If you asked him on any given day how he was feeling, he’d reply: “It’s the worst day of my life,” no matter whether he was comatose with depression or talking to you on your wedding day. It was almost like my dad had lost his inner compass to tell you how he was feeling: even if he acted like he was feeling better, he’d tell you he was feeling worse.

I remember feeling like that. Having a good day, or starting to emerge from a particularly deep low, suddenly you feel more intensely, and you're doing more, and you see all the lost potential of the previous days. One of the nice numbing things about depression is that nothing seems possible. You can see the difference between what's possible for you and what's possible for other people, and it's humiliating, but the idea that you could do better is a dead one with no emotional potency. Then your depression lifts a little bit, and you look back with the perspective of a slightly higher capacity to perform, and it's crushing to see the time and possibilities you wasted. It's like depression holds a little back so it can hit you one more time in the gut on the way out, to remind you that it will be back.

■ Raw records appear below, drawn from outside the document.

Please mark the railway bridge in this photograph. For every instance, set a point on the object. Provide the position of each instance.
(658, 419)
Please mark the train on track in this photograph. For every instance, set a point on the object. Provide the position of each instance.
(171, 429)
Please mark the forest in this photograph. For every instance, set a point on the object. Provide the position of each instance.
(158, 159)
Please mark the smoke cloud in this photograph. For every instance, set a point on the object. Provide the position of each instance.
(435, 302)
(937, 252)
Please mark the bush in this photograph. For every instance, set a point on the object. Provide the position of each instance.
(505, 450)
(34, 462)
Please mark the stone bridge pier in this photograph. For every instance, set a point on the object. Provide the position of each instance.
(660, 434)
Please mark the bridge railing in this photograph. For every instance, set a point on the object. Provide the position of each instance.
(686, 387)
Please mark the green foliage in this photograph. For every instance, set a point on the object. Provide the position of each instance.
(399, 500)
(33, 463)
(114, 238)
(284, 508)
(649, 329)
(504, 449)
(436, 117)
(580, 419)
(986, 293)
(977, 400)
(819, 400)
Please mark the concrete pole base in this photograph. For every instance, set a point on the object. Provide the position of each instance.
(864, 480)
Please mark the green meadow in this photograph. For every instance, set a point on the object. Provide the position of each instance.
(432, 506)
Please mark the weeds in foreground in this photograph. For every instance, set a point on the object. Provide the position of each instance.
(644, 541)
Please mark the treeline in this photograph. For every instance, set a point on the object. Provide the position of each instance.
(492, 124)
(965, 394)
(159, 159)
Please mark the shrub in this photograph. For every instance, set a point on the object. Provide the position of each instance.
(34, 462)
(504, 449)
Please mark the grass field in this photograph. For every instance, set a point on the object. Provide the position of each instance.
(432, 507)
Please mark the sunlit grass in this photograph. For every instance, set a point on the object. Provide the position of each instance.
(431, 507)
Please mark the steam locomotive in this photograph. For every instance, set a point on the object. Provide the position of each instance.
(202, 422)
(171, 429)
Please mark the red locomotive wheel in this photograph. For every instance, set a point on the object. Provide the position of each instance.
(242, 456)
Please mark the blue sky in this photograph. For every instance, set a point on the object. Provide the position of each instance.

tl;dr ECT was used as an extreme form of treatment for major depression that had short term benefits, but ultimately resulted in a renewed version the same depressed person with damaged long-term memories, who ultimately relapsed into a depression with no obvious emotional or intellectual cause.

The subject's eventual death was natural, although arguably early, so from a ceratin point of view, maybe the treatment was at least clinically successful in warding off suicide proper.


The article deals with a lot of stuff apart from the clinical aspects of diagnosis and treatment. For example, it outlines someone who lost social connections as he grew older, a major causal factor in depression.


Yeah. I'm the author, so I'm obviously biased, but I wouldn't say the TL;DR here is about ECT either.


"...my mother told me she thought he’d known he was having heart attacks but chose to ignore them as a way of killing himself. This, I think, is putting an overly heroic sheen on it, but the interpretation doesn’t surprise me. My mother worshiped my father, and there’s something noble about a slow, plausibly deniable suicide. "

I find it to be an extreme form of cowardice. I had a couple of close family members who always used to 'emotionally blackmail' when something wasn't how they wanted it. And it wasn't manipulation - they genuinely suffered. It was horrible. Like an inescapable black cloud. My uncle did it for so long, ignored his health issues on purpose that he eventually died. He wasn't even too old. I don't even remember exact cause, but it was something simple, couple of days in hospital and some pills would have made it go away. I had similar inclinations, but adopting stoicism helped me curb it.


I liked the part where you call people suffering from mental illness "cowards". The part where you blithely assert some millennia-old facile philosophy can solve depression was pretty good, too.


Maybe I didn't express myself accurately (English is not my mother tongue). I don't think depression is simple thing, banality to be solved by philosophy. I don't know how you read that from my post. I said it helped me _curb_ some instincts to 'let myself go' when things aren't going my way. Regarding 'cowards' - again, you misunderstood. I meant that people who take the slow suicide path are cowards. It's a subset of mental illnesses as a much bigger sphere.

1. It takes courage to take the blows life gives you and keep going, ("Do it for her" photo) 2. It takes courage to actively take your life, hurt yourself physically 3. It _doesn't_ take any courage to just let yourself go and fade away

I've had close family members 2 and 3


The idea that suicide is selfish and cowardly is a helpful one for people who take too much responsibility onto themselves after a loved one's suicide. It's meant to balance out the perspective of people who can only see their own failure to help. It doesn't make much sense outside that context.